STOCK MARKET
Like a grocery market, a stock market is a place specifically designed to facilitate the purchase and sale of certain goods. Instead of selling food and supplies like a grocery, the stock market provides a venue for trade in companies, ventures, and other investments through the buying and selling of stocks, bonds, mutual funds, limited partnerships, and other securities. There are several regional stock exchanges throughout the United States, but the U.S. stock market is dominated by two exchanges: the New York Stock Exchange (NYSE) and the National Association of Dealers Automated Quotation (system), better known as NASDAQAmex. In 1996 investors could buy and sell the shares of about 3000 companies on the NYSE and some 5400 companies on the NASDAQ-Amex.
The NYSE was the first stock exchange established in the United States. It began operations on the island of Manhattan in New York, in 1792. The American Stock Exchange (Amex) started trading in the 1850s. At first the number of companies investors could buy shares in was quite small, but as the U.S.
economy exploded in the nineteenth century, businesses found it harder to fund ambitious new undertakings, like railroad construction, by relying only on their own resources or loans from banks. To raise the needed capital, companies turned to the stock market, where they sold stock (shares of which represents part ownership in the company) to the public.
While individuals may invest in the stock market for a variety reasons, one of the primary motivators is to make a higher return on their money than may be available through a traditional, conservative bank savings account. The stock market, however, has more risk attached to it than does money in the bank. For instance, if a new telecommunications company offers its stock for sale on the market and performance outlooks for this company are promising, investors may rush to buy the stock, its value will go up, and the company will raise lots of capital. If, however, by the end of the year, the company has posted poor earnings and the performance outlook has turned sour, the same investors who rushed to buy stock in the company may now rush to sell, causing the value of the stock to drop.
The stock market entered the daily lives of millions of Americans during the 1920s, when economic growth and the desire to strike it rich quick drove stock prices to an all-time high in August 1929. Stock prices, however, were not in line with companies' actual earnings, and many people bought shares only through heavy borrowing, so at the first signs of uncertainty in the market in September 1929, the market collapsed, hitting rock bottom in July 1932. In the 1930s, the government took steps to reform the stock market and established the Securities and Exchange Commission to regulate stock trading.
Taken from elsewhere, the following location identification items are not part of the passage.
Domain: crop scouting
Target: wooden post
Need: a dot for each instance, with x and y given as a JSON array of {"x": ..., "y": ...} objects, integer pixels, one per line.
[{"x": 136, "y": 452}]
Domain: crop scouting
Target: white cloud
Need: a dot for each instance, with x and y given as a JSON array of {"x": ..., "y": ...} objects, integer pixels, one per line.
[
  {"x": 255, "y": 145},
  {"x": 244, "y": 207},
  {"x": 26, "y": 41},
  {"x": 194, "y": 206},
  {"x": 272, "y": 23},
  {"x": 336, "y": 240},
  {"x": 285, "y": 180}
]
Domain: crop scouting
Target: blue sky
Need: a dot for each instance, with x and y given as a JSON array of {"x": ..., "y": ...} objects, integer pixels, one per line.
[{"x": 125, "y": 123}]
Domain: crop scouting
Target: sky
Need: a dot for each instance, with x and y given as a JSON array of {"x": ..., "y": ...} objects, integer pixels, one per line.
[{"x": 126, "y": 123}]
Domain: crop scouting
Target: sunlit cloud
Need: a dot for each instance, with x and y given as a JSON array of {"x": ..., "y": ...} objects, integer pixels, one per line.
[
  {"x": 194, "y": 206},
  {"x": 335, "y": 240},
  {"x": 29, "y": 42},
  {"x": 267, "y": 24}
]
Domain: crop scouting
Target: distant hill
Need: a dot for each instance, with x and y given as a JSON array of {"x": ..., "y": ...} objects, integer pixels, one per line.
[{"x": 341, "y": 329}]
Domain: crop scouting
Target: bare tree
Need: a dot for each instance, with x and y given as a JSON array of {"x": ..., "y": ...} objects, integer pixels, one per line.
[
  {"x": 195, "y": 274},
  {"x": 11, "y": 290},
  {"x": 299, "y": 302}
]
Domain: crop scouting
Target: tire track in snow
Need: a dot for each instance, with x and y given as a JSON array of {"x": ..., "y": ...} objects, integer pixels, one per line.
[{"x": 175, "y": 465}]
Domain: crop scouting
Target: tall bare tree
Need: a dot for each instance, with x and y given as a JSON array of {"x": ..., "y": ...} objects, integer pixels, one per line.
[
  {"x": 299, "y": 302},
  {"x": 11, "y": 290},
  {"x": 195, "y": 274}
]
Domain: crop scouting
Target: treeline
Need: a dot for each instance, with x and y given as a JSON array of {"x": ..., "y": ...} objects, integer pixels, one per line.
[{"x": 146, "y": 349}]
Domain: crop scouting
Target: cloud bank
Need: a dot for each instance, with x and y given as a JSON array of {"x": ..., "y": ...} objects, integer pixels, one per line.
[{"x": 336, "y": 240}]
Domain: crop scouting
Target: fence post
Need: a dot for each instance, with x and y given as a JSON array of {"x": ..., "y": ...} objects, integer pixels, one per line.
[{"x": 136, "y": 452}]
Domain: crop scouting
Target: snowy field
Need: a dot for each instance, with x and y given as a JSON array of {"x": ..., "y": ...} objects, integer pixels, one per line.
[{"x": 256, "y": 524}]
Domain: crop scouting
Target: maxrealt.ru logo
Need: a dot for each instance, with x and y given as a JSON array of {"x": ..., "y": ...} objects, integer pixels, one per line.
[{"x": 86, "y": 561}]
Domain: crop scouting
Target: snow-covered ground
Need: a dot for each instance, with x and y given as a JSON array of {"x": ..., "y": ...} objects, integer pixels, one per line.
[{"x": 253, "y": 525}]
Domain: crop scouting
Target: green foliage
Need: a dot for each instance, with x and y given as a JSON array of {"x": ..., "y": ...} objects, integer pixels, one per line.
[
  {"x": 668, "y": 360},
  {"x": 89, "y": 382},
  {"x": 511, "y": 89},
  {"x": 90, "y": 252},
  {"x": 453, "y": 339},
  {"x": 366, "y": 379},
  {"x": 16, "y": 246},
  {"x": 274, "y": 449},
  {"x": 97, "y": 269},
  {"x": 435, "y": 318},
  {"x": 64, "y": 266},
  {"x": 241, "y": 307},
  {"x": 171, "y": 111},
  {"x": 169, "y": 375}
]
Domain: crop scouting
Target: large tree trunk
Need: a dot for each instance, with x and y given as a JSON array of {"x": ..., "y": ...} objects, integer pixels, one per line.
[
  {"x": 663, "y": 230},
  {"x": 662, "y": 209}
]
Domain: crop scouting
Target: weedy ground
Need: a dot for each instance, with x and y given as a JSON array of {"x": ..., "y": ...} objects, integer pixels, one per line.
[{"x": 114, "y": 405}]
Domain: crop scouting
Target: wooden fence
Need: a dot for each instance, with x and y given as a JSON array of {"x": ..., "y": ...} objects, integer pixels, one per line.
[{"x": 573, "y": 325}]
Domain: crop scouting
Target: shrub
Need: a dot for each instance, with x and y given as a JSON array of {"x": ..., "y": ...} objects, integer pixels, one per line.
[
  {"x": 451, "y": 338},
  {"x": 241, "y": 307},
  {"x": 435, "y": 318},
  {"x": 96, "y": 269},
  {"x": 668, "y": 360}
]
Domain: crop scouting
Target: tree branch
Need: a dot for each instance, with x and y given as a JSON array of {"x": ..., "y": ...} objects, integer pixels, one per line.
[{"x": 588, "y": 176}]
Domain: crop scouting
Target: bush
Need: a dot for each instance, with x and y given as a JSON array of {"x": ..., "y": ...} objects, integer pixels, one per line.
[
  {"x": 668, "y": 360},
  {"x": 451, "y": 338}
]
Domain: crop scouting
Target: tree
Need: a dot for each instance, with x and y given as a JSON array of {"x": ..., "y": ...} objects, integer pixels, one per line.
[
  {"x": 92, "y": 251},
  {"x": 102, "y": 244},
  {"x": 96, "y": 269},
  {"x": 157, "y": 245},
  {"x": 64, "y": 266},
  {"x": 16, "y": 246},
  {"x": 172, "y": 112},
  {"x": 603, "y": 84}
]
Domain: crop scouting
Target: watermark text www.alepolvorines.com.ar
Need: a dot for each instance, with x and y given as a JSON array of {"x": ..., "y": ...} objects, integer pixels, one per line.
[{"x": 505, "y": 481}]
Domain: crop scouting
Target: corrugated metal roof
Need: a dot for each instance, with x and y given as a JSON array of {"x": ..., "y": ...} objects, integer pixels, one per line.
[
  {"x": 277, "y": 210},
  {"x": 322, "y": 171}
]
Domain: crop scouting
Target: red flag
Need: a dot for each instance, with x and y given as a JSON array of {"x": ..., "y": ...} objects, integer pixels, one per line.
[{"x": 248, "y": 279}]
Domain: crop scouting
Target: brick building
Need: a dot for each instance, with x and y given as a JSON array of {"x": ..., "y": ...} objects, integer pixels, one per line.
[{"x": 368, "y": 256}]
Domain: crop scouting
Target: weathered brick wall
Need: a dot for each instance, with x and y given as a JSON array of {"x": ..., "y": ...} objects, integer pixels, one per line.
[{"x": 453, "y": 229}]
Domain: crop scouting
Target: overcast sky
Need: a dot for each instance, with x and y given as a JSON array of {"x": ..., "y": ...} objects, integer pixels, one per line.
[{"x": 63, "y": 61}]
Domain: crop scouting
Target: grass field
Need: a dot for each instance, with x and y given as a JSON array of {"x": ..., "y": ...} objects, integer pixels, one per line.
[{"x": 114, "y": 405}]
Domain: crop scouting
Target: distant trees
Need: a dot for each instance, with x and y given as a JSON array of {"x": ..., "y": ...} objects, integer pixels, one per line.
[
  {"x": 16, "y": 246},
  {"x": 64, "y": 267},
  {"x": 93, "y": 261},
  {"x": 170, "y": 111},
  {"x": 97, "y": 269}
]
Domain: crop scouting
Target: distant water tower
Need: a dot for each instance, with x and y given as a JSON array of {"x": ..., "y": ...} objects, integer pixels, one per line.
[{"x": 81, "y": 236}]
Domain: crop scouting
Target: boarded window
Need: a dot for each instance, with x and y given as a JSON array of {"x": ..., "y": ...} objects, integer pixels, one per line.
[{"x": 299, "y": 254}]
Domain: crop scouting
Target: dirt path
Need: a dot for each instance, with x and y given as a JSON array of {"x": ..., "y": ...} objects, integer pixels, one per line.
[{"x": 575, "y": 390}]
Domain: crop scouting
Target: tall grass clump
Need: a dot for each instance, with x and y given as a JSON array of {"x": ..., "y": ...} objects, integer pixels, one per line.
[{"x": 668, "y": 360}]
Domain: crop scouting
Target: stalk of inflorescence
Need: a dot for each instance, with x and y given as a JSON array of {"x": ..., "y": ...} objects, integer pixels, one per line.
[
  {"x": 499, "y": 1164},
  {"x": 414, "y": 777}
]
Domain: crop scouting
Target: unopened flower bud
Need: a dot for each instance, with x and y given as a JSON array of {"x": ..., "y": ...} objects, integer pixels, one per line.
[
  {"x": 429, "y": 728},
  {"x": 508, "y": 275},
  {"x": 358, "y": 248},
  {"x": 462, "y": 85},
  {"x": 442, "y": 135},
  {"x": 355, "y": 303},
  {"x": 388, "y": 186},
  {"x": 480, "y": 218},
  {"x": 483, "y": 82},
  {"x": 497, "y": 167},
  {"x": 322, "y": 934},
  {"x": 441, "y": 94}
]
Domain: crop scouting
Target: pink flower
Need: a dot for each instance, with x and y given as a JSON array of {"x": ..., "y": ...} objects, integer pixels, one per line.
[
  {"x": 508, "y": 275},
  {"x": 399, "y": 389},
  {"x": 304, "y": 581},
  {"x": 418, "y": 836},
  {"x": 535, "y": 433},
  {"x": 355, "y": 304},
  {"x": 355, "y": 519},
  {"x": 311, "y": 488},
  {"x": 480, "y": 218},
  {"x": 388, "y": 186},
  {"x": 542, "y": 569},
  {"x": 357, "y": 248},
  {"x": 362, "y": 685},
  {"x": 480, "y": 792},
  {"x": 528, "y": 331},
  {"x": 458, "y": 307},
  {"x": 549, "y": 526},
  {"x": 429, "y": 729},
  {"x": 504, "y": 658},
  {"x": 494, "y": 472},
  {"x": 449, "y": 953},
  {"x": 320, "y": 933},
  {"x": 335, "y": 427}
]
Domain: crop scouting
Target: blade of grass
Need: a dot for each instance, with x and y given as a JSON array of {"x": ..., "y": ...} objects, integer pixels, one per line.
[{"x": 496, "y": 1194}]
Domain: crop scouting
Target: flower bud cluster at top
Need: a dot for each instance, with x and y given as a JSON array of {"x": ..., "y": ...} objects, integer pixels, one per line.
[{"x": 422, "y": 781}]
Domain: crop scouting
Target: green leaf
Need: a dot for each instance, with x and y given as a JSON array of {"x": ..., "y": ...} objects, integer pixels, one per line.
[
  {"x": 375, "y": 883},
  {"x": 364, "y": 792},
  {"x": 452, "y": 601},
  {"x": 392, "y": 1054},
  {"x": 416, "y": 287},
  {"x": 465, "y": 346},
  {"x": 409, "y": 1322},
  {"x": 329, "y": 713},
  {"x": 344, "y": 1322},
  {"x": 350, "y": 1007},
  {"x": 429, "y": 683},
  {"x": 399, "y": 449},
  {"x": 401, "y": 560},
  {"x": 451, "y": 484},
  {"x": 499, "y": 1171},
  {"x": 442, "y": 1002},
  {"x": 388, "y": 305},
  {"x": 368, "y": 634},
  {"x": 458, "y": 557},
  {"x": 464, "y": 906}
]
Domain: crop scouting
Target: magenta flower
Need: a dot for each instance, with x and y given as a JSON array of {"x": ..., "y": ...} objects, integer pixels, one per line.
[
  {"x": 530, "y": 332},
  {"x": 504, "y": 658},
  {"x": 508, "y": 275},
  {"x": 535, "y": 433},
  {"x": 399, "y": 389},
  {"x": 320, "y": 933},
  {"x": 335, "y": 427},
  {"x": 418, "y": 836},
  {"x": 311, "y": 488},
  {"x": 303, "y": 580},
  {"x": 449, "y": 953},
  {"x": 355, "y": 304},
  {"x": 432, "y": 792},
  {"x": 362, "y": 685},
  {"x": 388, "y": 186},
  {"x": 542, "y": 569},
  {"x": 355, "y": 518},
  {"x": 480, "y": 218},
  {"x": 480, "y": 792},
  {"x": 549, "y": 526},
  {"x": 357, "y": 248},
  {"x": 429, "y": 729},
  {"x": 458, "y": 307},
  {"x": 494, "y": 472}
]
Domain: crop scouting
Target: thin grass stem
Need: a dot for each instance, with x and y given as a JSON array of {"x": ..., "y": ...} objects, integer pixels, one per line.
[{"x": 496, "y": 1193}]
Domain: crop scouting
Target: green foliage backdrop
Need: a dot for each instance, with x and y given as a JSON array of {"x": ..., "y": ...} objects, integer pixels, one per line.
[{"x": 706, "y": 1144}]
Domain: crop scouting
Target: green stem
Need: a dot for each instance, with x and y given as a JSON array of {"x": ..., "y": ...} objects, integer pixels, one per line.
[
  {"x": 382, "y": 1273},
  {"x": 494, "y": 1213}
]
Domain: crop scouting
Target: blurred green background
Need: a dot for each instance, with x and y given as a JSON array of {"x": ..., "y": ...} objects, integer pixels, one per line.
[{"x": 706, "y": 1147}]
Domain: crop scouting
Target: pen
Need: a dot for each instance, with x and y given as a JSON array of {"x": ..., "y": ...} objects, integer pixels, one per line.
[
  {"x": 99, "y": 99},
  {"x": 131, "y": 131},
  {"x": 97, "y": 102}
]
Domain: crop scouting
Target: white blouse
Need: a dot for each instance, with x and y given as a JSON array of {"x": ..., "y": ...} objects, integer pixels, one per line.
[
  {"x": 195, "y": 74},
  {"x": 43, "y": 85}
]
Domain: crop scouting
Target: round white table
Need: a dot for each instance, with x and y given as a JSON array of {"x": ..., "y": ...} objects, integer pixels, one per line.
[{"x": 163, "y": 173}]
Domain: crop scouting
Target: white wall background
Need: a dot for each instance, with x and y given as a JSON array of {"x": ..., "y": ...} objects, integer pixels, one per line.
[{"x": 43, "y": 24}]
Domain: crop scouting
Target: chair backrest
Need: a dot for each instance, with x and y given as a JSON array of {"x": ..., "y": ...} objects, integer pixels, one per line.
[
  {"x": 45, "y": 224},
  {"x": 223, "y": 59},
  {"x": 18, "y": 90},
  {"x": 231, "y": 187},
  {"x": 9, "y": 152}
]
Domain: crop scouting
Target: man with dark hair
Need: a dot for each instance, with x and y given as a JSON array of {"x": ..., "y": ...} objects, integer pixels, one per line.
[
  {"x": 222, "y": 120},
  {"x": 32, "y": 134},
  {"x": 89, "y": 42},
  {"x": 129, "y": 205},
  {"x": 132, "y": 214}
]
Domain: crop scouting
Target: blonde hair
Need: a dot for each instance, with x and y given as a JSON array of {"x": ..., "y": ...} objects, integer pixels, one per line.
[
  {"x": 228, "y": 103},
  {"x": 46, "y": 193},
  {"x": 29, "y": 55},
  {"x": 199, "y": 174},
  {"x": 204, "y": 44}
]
The 1950s and 1960s were periods of great growth in the number of companies selling shares on the stock market and in the number of investors buying stocks. In 1971 the NASDAQ was formed to provide a stock market for "over-the-counter" stocks, i.e., stocks not listed on the regular stock exchanges. One of the greatest bull markets in stock market history began in 1982, and 16 years later the NASDAQ and Amex merged to compete more effectively with the NYSE.